We acknowledge the Gadigal of the Eora Nation, the traditional custodians of the Country on which the Art Gallery of NSW stands.

Geoffrey Dyer Christopher Koch

152.5 x 122 cm

Predominantly a landscape painter, Geoffrey Dyer only paints portraits for the Archibald Prize and then he likes to choose fellow Tasmanians as his subject. Dyer went to Hobart High School with acclaimed author Christopher Koch, although Koch was several years ahead of him.

Reading Koch’s novels, including the Miles Franklin Award winners Out of Ireland and The doubleman, Dyer was struck by Koch’s evocation of the landscape which, he felt, matched his own sensibility. So when Koch, who is now Sydney-based, went to Hobart for the book launch of Out of Ireland, Dyer asked if he could paint his portrait.

Dyer chose to push Koch to the edge of the painting in order to create ‘a pictorial and psychological tension between the sitter and the landscape’ and capture the feeling of vulnerability that he sensed in Koch’s writing in regards to the landscape. ‘The Tasmanian landscape is quite overpowering,’ says Dyer. ‘One always feels a little bit in exile so I decided to have him at the edge of the canvas looking fractionally over his shoulder with a sense almost of trepidation.’

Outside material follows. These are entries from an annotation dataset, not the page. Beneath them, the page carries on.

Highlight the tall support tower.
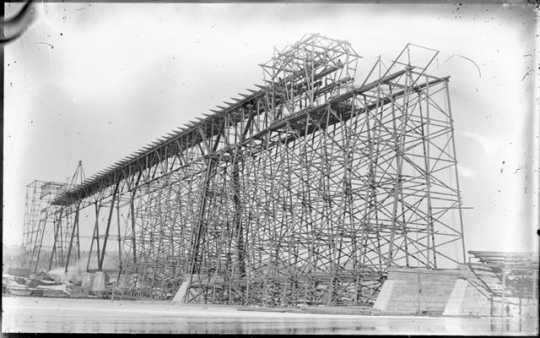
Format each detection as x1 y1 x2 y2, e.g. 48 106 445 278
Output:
46 35 465 306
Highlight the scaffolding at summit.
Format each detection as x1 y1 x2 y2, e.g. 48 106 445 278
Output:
25 34 465 306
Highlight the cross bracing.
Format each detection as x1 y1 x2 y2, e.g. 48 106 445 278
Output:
23 35 464 305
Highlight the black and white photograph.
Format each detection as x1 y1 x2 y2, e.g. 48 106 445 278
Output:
1 0 540 336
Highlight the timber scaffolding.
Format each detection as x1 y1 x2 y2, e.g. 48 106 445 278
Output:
23 35 465 306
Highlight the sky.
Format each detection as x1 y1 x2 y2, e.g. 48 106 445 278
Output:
2 2 540 251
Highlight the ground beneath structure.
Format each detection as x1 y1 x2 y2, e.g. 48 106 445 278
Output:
2 296 538 336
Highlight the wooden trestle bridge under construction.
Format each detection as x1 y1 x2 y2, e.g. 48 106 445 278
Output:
25 34 465 306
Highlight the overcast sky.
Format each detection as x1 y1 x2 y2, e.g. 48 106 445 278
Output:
3 3 539 255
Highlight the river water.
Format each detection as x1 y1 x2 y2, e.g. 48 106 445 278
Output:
2 297 538 335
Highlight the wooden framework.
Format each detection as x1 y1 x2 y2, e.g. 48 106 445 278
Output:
23 35 465 306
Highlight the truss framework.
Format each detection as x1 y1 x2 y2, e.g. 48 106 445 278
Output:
23 35 465 306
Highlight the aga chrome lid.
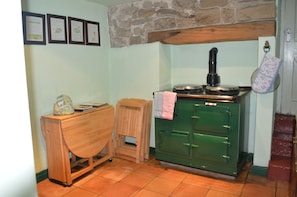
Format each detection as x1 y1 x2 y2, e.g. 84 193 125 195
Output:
173 84 203 94
205 85 239 96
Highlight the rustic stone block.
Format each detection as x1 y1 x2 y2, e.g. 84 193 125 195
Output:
129 36 142 45
153 1 169 9
156 8 181 17
236 3 276 21
195 8 220 25
199 0 228 8
154 18 176 30
176 19 197 29
172 0 197 9
108 0 276 47
221 8 235 24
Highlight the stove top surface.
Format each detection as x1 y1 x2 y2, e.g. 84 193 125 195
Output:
173 84 240 96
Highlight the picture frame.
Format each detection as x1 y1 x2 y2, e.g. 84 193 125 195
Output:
68 17 85 44
22 11 46 45
47 14 67 44
85 21 100 46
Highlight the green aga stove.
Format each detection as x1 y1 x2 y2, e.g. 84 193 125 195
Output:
155 48 251 179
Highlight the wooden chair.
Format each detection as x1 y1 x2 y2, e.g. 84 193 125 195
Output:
114 98 152 163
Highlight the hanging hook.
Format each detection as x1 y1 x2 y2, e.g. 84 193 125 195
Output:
263 40 270 53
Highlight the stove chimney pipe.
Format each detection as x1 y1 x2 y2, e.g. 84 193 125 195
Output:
207 47 220 86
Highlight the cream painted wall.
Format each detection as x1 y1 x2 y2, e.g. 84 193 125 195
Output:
0 1 37 197
110 43 171 147
22 0 278 173
22 0 109 173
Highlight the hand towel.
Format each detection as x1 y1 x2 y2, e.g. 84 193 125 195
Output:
162 91 176 120
252 54 282 94
154 91 176 120
154 92 163 118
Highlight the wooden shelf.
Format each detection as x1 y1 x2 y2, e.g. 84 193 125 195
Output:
148 20 276 45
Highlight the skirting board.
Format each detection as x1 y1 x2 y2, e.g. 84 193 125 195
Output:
160 161 236 181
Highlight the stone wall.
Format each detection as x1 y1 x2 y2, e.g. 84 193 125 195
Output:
108 0 276 47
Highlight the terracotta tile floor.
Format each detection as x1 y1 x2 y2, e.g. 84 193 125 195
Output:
37 156 289 197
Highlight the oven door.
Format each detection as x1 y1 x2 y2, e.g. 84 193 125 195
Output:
192 102 232 136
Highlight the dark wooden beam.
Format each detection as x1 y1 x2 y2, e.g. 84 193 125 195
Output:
148 20 276 44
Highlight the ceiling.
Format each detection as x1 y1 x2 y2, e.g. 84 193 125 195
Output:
87 0 139 6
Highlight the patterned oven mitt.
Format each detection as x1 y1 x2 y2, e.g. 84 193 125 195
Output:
252 54 282 94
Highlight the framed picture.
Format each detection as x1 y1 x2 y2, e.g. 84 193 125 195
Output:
68 17 85 44
86 21 100 46
47 14 67 44
22 11 46 45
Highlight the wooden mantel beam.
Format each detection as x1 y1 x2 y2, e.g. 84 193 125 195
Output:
148 20 276 44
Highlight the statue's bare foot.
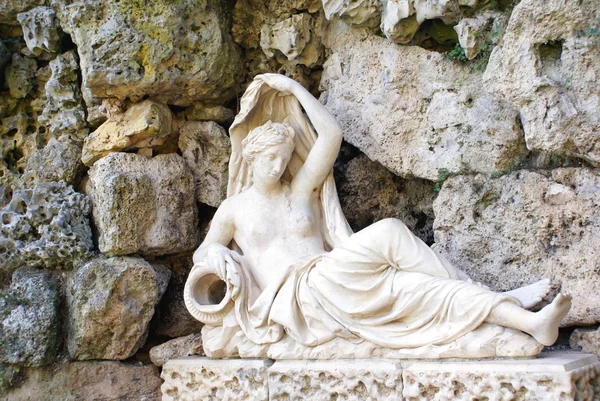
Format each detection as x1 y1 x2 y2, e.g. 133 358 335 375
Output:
529 294 571 345
505 278 552 309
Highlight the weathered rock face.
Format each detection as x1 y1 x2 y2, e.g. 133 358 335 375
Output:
336 155 436 243
6 361 161 401
321 23 526 180
67 257 170 360
86 153 198 256
17 7 61 57
569 328 600 354
179 121 231 207
52 0 240 106
150 333 204 366
152 253 203 338
0 182 94 273
38 51 88 140
81 100 171 166
22 136 83 185
484 0 600 165
434 168 600 325
4 53 37 99
0 269 58 366
232 0 326 90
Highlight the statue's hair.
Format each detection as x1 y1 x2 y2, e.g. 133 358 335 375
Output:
242 120 296 163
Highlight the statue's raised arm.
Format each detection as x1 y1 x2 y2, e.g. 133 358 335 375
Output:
258 74 343 195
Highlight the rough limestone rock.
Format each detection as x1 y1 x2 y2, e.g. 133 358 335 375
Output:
4 53 37 99
67 257 171 360
6 361 161 401
0 41 12 74
184 103 234 124
434 168 600 326
0 182 94 273
321 23 526 180
484 0 600 165
86 153 198 256
152 253 203 338
38 51 88 140
336 155 436 243
231 0 327 89
322 0 382 27
569 328 600 354
17 7 61 57
260 13 323 67
322 0 478 44
150 333 204 366
52 0 241 106
179 121 231 207
81 100 171 166
22 136 83 185
0 0 44 25
0 269 58 366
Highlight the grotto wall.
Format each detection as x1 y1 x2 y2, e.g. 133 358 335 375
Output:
0 0 600 400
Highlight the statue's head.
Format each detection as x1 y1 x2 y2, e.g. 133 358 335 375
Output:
242 121 296 181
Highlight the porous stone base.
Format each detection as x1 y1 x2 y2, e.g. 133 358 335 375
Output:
162 353 600 401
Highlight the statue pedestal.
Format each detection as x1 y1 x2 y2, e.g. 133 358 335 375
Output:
162 352 600 401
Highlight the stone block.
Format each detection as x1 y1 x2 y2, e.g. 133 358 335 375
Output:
17 7 62 57
161 353 600 401
0 269 59 366
433 168 600 326
50 0 242 106
268 360 402 401
161 357 273 401
0 182 94 273
320 22 527 181
178 121 231 207
86 153 198 256
483 0 600 166
67 257 170 360
81 100 171 166
150 334 204 366
0 361 161 401
402 353 600 401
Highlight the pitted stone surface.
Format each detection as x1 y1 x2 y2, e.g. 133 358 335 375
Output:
4 53 37 99
434 168 600 325
161 353 600 401
81 100 171 166
0 182 94 272
268 360 402 401
483 0 600 166
38 50 88 140
17 7 61 57
0 269 59 366
150 333 204 366
67 257 171 360
178 121 231 207
86 153 198 256
320 22 527 181
2 361 161 401
402 353 600 401
51 0 241 106
161 358 272 401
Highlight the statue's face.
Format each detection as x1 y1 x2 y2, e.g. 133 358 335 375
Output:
252 143 294 184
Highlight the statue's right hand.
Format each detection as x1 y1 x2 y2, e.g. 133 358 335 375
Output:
204 249 241 285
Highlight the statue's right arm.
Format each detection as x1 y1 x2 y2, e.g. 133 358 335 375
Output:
193 199 239 278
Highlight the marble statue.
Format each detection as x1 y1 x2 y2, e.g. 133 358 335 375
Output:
184 74 570 359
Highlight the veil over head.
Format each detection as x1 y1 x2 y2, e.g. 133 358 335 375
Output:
227 75 352 249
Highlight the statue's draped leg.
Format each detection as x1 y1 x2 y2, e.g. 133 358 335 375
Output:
270 219 518 348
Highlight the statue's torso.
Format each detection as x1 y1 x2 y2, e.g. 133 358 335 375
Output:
232 186 325 288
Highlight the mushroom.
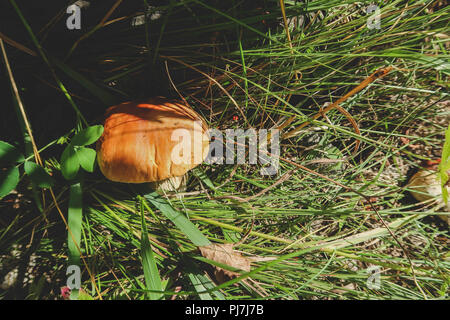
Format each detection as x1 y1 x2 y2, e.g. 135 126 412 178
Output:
96 97 209 191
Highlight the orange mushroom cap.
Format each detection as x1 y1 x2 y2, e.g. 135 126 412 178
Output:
97 97 209 183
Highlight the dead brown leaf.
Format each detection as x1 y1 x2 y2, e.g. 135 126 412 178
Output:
199 243 275 283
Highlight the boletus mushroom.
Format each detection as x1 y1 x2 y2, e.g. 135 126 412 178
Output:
97 97 209 191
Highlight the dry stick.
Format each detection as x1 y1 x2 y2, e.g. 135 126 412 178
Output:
281 66 392 139
163 56 427 299
0 38 102 299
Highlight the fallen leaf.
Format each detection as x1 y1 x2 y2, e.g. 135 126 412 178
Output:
199 243 276 283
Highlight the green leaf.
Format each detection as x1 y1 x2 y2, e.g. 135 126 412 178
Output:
0 167 20 199
75 147 97 172
0 141 24 164
61 145 80 180
67 182 83 265
24 161 55 188
71 125 103 146
141 198 163 300
144 192 211 246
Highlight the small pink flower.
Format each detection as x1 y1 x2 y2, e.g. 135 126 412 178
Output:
61 287 70 300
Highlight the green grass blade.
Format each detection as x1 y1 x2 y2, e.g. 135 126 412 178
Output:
139 197 162 300
144 192 211 246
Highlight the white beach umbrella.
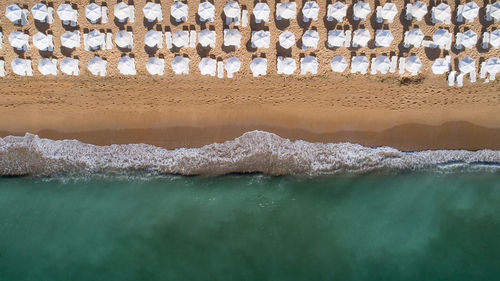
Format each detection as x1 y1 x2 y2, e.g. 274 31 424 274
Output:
57 3 76 21
172 56 189 74
61 31 80 49
224 56 241 78
328 29 346 47
431 58 450 75
352 28 371 47
372 56 391 74
146 57 165 75
300 56 319 74
59 57 80 75
253 3 271 22
330 56 347 73
38 58 57 75
302 1 319 20
375 29 394 47
33 32 53 51
276 56 297 75
144 29 163 48
278 31 295 49
462 29 477 49
410 1 427 21
170 1 188 21
327 2 347 22
224 29 241 47
302 30 319 49
87 56 108 76
9 30 30 49
142 2 163 22
353 1 372 19
10 58 29 76
251 30 271 48
198 1 215 21
198 58 217 76
172 30 189 48
250 58 267 77
224 1 241 18
276 1 297 19
351 56 370 73
433 3 451 22
462 1 479 21
5 4 23 23
405 56 422 74
458 56 476 73
198 29 217 47
115 30 134 48
118 56 137 75
31 3 49 21
85 3 102 22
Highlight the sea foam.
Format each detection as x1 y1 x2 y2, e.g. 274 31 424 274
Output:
0 131 500 176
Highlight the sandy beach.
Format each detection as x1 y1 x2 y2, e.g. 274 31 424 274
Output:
0 0 500 150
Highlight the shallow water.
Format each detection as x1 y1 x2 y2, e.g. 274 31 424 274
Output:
0 173 500 281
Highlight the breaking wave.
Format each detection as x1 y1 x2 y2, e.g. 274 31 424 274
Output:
0 131 500 176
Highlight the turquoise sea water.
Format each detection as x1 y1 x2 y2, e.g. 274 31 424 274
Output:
0 173 500 281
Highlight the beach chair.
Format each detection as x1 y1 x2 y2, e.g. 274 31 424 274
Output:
217 61 224 78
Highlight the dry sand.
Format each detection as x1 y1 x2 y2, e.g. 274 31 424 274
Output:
0 0 500 150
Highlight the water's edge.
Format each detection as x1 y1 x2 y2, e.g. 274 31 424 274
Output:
0 131 500 176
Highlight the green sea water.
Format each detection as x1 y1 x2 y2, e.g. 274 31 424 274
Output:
0 173 500 281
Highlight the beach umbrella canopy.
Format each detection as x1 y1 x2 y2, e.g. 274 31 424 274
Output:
462 1 479 21
198 29 216 47
432 58 450 75
87 56 108 75
198 58 217 76
250 58 267 77
328 29 346 47
252 30 271 48
462 29 477 49
146 57 165 75
144 29 163 48
115 30 134 48
302 30 319 49
458 56 476 73
170 1 188 20
224 1 241 18
5 4 23 23
31 3 49 21
375 29 394 47
276 56 297 75
433 3 451 22
330 56 347 73
405 56 422 73
57 3 75 21
38 58 57 75
198 1 215 21
224 29 241 46
59 57 79 75
278 31 295 49
9 30 30 49
351 56 370 73
224 56 241 76
85 3 102 22
352 28 372 47
327 2 347 21
172 56 189 74
302 1 319 19
118 56 136 75
353 1 372 19
142 2 162 21
276 1 297 19
253 3 271 22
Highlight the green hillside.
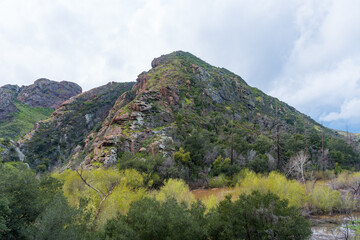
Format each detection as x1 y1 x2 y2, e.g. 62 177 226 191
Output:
0 100 54 140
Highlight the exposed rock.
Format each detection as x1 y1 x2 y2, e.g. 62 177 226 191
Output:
17 78 82 109
19 83 134 168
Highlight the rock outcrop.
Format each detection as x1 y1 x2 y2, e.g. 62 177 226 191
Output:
18 82 134 170
0 78 81 140
17 78 82 109
19 51 352 174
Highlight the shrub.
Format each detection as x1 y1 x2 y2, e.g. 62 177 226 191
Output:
309 184 340 213
209 174 228 188
103 198 206 240
236 170 306 207
208 191 311 240
156 179 194 205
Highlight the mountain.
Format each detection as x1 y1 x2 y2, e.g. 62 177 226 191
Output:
0 78 82 139
21 51 359 181
18 82 134 170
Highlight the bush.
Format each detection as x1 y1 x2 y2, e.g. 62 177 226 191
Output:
208 191 311 240
103 198 206 240
209 174 228 188
236 170 306 207
309 184 340 213
156 179 194 205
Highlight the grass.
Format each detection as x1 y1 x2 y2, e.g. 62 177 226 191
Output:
0 100 54 140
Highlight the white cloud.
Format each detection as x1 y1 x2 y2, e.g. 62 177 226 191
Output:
270 0 360 131
320 98 360 122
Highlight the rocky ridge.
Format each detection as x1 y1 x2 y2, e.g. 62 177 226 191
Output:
16 51 358 180
18 82 133 170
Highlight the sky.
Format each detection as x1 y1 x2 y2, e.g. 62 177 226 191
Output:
0 0 360 132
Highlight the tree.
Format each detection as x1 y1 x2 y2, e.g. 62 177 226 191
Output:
287 151 309 183
103 198 206 240
208 191 311 240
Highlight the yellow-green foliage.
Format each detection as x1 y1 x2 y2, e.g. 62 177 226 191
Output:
156 179 194 205
309 183 340 213
236 170 306 207
201 195 220 213
209 174 228 188
53 168 146 224
334 172 360 189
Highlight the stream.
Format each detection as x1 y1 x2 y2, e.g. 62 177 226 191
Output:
310 215 360 240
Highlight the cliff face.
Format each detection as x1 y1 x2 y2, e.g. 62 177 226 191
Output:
0 78 81 140
75 51 330 171
19 51 359 178
17 78 82 109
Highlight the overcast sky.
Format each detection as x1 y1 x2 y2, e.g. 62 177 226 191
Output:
0 0 360 132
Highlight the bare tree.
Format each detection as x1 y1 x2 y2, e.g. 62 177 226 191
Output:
76 165 119 222
287 151 309 184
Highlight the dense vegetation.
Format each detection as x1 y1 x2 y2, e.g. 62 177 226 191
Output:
0 100 54 140
0 158 311 239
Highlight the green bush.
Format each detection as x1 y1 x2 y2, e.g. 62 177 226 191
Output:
208 192 311 240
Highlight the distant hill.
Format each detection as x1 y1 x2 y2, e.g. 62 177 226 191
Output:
17 51 359 184
0 78 82 140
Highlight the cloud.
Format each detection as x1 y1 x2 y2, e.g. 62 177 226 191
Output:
269 0 360 131
0 0 298 89
320 98 360 122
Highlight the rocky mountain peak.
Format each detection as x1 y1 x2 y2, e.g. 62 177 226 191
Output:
17 78 82 109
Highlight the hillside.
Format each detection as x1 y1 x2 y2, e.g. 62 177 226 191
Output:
0 78 81 140
22 51 359 184
18 82 134 170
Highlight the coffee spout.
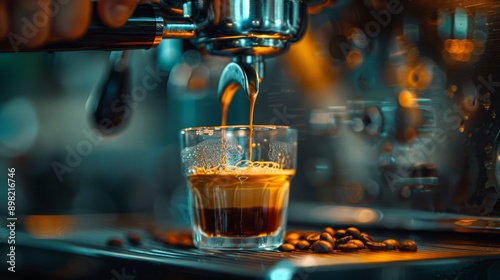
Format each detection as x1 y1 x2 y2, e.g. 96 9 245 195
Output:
217 62 259 125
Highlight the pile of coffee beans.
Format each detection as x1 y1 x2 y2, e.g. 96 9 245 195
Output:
278 227 417 254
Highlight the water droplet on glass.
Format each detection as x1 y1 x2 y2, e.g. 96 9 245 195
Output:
483 92 491 110
458 124 465 132
484 160 493 170
484 144 493 154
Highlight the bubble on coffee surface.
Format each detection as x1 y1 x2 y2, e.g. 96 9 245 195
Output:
181 139 244 170
189 160 294 175
268 141 293 165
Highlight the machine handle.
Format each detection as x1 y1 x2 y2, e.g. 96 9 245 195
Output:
0 2 165 52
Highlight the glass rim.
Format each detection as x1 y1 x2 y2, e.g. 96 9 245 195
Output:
181 124 297 133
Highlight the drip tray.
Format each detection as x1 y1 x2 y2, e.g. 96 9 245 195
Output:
6 228 500 280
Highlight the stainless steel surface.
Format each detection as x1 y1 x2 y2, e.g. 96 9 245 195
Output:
191 0 307 55
0 2 167 52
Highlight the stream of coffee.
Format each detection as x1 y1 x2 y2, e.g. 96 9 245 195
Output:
220 84 258 161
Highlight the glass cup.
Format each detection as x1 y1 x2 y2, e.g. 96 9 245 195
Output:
181 125 297 249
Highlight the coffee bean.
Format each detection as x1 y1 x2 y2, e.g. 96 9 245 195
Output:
347 239 365 249
278 243 295 252
106 238 122 246
306 233 320 244
345 227 361 239
366 242 387 251
338 243 361 252
285 239 300 246
335 235 352 244
319 232 336 244
399 240 417 252
323 227 335 237
299 230 317 240
382 239 399 250
334 235 352 249
127 232 141 245
358 232 373 244
311 240 333 254
333 229 346 239
295 240 311 250
285 231 300 241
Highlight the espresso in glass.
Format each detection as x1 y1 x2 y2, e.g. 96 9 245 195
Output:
182 126 296 249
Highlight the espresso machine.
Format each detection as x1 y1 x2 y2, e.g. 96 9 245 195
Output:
0 0 500 279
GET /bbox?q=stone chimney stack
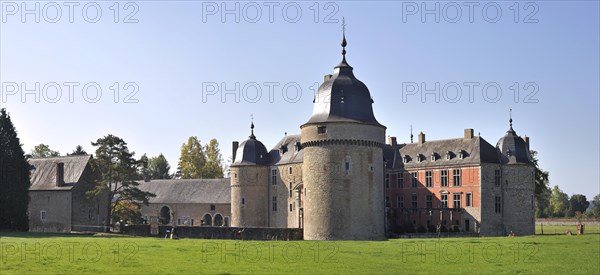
[465,128,474,139]
[387,136,398,146]
[56,162,65,187]
[523,136,529,151]
[231,141,240,163]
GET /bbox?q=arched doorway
[214,214,223,226]
[159,206,171,224]
[202,213,212,226]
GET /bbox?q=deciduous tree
[31,143,60,158]
[88,135,155,225]
[177,136,206,179]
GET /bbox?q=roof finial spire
[250,114,256,139]
[342,17,348,64]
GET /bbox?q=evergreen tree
[0,108,31,231]
[148,153,171,179]
[177,136,206,179]
[88,135,155,225]
[31,143,60,158]
[204,138,223,179]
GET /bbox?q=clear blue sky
[0,1,600,199]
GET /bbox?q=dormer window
[402,155,410,163]
[417,154,423,162]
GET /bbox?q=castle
[230,33,535,240]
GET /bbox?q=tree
[148,153,171,179]
[529,150,550,198]
[535,187,552,218]
[88,135,156,225]
[591,194,600,217]
[550,185,569,217]
[67,145,87,156]
[204,138,223,179]
[567,194,590,217]
[0,108,31,231]
[177,136,206,179]
[31,143,60,158]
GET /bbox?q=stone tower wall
[301,123,385,240]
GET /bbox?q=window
[452,169,460,186]
[396,173,404,188]
[494,196,502,213]
[385,174,390,188]
[531,195,535,210]
[425,171,433,187]
[410,172,419,188]
[440,170,448,187]
[440,194,448,208]
[270,169,277,185]
[410,194,418,208]
[494,169,502,186]
[452,193,462,208]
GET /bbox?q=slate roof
[28,155,92,190]
[396,136,500,168]
[138,178,231,204]
[269,135,304,165]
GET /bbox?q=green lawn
[0,232,600,274]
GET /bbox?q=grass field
[0,232,600,274]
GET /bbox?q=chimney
[387,136,398,146]
[419,132,425,144]
[465,128,474,139]
[56,162,65,187]
[231,141,240,163]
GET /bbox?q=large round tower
[300,31,386,240]
[230,123,269,227]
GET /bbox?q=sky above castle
[0,1,600,199]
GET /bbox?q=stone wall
[230,165,271,227]
[28,190,71,233]
[301,123,385,240]
[122,225,302,241]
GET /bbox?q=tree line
[0,108,223,231]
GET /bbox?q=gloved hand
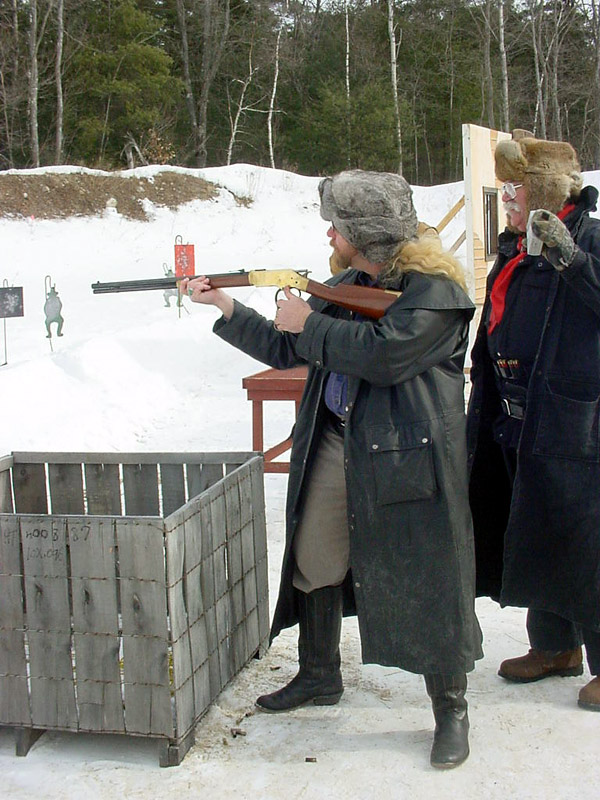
[531,209,577,272]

Koch told Dyer that when he was writing Out of Ireland he could almost feel the character of Mitchell, the Irish aristocrat, looking over his shoulder while he was writing. Dyer has tried to capture this sense, plus the idea of a double man, with the brown reflective form around Koch.

Born in 1947, Dyer studied at the Tasmanian School of Art in Hobart. He has been hung in the Archibald Prize on three previous occasions, in the Wynne Prize eight times and was a finalist in the 1997 Sulman Prize.